Renzi to Step Down Now That Parliament Has Approved the 2017 National Budget

Renzi to Step Down Now That Parliament Has Approved the 2017 National Budget
Italian Premier Matteo Renzi (R) arrives at the Quirinale presidential palace to meet President Sergio Mattarella and tender his resignation in Rome on Dec. 5, 2016. (Ettore Ferrari/ANSA via AP)
The Associated Press
12/7/2016
Updated:
12/7/2016

ROME—Italian Premier Matteo Renzi said he would resign Wednesday evening now that Parliament has approved the 2017 national budget, a step required by the nation’s president before he would let the leader step down.

Renzi had pledged to quit as head of the Italy’s nearly 3-year-old center-left government because voters in a referendum ballot on Sunday rejected a series of constitutional reforms he had championed.

On Monday, President Sergio Mattarella asked Renzi to stay in office at least until the critical budget legislation was approved. The Senate voted 173-108 Wednesday to pass the budget law, which was put to a confidence vote to speed up its passage.

“Budget law approved. At 7 p.m. formal resignation. A thank-you to everybody. Long live Italy” Renzi tweeted after the vote.

A huddle was set to take place just before that time among Renzi and prominent members of his Democratic Party, which he leads and which is Parliament’s largest party.

If the pattern from Italy’s scores of previous political crises holds, Mattarella would ask Renzi to remain in office in a caretaker role, while he sounds out other party leaders to see if solid backing exists for a new government.

If a new government coalition is cobbled together, Mattarella would not have to dissolve Parliament and trigger elections so far ahead of their scheduled spring 2018 date.

But political leaders from nearly all stripes are aiming to hold elections as soon as they overhaul Italy’s current electoral law.

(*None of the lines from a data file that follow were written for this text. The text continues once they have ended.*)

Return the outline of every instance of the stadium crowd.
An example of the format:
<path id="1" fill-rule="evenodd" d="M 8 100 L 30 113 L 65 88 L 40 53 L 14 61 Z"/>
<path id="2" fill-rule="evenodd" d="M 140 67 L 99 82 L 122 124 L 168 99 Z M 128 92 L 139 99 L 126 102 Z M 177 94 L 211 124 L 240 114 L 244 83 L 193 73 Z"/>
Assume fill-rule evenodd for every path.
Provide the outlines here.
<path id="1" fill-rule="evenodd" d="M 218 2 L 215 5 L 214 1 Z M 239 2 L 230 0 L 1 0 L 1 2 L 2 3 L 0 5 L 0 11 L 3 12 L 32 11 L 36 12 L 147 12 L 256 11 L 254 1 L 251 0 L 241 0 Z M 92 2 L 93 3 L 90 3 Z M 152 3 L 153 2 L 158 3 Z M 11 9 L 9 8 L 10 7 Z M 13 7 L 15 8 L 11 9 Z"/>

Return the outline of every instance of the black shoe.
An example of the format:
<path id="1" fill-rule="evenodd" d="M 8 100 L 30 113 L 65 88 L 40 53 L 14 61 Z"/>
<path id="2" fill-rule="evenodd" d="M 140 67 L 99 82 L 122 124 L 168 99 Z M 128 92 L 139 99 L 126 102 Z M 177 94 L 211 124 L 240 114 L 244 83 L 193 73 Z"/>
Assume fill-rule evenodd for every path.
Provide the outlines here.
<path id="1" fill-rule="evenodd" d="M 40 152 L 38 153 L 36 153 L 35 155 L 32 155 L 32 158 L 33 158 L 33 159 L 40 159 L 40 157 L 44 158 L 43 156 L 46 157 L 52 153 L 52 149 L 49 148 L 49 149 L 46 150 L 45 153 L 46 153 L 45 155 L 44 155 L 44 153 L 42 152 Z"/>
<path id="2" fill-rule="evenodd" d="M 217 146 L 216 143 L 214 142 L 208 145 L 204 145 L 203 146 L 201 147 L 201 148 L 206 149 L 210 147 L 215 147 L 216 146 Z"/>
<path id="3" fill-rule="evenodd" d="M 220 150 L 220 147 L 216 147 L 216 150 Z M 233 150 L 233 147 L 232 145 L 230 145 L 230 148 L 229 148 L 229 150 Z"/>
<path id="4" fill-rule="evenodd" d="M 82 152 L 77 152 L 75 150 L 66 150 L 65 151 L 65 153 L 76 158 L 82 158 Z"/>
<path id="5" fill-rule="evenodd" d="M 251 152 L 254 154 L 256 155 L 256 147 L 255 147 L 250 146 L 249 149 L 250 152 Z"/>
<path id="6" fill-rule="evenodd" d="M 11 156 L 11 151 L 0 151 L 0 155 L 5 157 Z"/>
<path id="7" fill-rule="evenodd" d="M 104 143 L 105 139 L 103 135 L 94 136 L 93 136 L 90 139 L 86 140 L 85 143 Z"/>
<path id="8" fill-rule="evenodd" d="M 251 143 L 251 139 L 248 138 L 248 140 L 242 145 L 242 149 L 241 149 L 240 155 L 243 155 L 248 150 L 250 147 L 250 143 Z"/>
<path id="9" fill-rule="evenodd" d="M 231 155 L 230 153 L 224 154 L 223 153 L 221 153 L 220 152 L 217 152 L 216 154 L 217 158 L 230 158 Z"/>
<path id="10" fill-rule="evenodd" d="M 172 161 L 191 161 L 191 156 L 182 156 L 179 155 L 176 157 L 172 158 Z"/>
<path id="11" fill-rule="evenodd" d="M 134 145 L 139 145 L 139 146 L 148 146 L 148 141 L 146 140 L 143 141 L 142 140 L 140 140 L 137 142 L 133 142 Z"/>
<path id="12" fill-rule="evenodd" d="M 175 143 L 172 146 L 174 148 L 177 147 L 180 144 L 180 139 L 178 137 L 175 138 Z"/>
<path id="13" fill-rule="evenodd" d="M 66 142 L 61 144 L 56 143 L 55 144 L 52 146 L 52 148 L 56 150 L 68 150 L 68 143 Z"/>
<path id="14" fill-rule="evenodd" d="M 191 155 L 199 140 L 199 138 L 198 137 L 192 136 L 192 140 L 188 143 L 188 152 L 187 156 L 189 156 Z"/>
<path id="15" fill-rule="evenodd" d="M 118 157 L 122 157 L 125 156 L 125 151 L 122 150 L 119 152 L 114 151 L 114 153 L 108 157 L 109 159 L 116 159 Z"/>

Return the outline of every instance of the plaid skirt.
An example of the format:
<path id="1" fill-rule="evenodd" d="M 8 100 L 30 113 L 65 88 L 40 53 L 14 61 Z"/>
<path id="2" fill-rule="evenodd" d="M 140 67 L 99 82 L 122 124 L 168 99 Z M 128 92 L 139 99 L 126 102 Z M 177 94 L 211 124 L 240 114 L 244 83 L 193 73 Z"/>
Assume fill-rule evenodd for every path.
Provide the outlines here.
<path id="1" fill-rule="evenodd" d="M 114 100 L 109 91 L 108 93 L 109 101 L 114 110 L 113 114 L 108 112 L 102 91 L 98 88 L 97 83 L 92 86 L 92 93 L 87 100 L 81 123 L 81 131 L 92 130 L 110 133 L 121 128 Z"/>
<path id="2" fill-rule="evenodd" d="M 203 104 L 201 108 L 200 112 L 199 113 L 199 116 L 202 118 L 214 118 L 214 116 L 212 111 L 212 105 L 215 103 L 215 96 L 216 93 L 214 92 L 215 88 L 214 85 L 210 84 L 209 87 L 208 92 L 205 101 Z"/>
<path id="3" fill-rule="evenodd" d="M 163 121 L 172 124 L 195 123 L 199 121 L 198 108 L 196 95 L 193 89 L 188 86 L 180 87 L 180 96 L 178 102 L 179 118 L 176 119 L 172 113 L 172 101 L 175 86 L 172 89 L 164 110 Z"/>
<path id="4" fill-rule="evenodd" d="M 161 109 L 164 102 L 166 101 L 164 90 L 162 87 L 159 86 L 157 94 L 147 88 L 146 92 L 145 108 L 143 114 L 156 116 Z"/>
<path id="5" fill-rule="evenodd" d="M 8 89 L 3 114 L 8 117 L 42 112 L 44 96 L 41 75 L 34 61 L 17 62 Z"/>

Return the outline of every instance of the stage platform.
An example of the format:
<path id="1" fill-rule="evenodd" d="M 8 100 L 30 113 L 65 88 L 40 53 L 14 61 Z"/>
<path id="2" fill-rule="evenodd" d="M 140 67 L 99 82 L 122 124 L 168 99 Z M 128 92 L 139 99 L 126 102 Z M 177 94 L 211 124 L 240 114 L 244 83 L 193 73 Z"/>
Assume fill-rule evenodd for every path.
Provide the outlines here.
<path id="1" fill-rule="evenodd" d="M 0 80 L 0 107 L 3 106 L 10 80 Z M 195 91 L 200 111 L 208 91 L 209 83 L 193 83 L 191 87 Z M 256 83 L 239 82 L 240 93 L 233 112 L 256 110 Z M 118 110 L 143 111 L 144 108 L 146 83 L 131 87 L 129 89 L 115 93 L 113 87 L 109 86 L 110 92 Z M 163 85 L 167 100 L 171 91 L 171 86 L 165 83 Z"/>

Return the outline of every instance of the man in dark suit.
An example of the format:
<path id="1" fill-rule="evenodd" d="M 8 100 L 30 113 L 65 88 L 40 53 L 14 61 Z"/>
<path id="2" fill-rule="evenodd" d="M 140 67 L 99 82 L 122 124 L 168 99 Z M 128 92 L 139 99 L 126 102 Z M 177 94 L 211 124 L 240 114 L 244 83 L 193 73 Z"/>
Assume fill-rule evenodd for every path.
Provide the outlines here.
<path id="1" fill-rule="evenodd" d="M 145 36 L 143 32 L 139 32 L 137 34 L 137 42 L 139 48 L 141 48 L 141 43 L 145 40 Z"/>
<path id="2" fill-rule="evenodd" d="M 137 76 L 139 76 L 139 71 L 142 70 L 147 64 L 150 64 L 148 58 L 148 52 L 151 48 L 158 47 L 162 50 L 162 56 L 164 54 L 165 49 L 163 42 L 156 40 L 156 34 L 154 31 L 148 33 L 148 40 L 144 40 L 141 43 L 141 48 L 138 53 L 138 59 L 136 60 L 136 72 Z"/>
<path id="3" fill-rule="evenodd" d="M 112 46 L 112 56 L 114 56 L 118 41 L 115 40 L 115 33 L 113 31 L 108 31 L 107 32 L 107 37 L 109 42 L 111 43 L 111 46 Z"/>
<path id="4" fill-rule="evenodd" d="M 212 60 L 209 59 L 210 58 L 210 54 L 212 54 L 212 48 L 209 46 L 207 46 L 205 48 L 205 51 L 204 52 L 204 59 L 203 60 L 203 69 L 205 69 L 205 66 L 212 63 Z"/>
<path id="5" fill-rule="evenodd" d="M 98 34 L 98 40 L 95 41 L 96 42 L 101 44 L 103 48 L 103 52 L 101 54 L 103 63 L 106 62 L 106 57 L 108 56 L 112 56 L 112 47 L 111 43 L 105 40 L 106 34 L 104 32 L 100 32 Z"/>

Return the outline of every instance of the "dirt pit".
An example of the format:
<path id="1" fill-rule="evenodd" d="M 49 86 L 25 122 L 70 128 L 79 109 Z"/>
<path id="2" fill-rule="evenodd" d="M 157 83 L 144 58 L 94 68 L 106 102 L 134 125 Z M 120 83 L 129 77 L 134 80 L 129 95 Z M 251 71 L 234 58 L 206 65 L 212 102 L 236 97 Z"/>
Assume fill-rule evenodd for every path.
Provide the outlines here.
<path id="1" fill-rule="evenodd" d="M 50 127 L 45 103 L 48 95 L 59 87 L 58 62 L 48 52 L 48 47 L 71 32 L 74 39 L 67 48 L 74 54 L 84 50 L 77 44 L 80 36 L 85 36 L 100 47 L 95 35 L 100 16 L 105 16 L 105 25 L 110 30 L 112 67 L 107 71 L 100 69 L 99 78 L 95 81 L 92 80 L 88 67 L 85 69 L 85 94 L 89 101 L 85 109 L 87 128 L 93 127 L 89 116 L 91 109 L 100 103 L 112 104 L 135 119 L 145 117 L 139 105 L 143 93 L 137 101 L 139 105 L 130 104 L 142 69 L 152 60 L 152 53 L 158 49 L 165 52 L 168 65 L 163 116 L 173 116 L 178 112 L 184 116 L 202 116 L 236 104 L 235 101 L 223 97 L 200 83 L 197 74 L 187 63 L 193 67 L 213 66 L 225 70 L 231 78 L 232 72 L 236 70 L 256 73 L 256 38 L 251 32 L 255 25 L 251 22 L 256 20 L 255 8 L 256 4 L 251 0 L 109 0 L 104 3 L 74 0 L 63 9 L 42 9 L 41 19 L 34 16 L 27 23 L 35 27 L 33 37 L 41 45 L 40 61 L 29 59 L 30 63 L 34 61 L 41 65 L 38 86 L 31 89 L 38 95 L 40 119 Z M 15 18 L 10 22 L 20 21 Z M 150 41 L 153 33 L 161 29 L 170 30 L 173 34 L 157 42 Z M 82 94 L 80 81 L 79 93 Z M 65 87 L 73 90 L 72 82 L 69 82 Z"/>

Any new government’s tenure therefore might end once that reform is achieved.

Infighting and party maneuverings have dogged the Democratic Party for the last few years. One of the moves that antagonized many in his party was Renzi’s bold maneuver to trigger the downfall of his predecessor as premier, Enrico Letta.

Since the premier’s center-left government assumed power in February 2014, it has focused on reforms Renzi contended were vital to modernize Italy’s administration and rejuvenate its sclerotic economy.

Renzi sorely miscalculated support for the constitutional reforms Italian voters turned down in a Dec. 4 referendum. He pledged to resign if the referendum was defeated.

After nearly 60 percent of voters cast “no” ballots, he told the nation his government was finished.

The reforms included reducing the size and powers of the Senate, while another would have transferred powers from Italy’s regions to the central government.

The government insisted the changes were needed to reduce legislative and administrative gridlock, widely blamed for a good deal of Italy’s economic woes.

Critics said the reforms risked eroding democracy.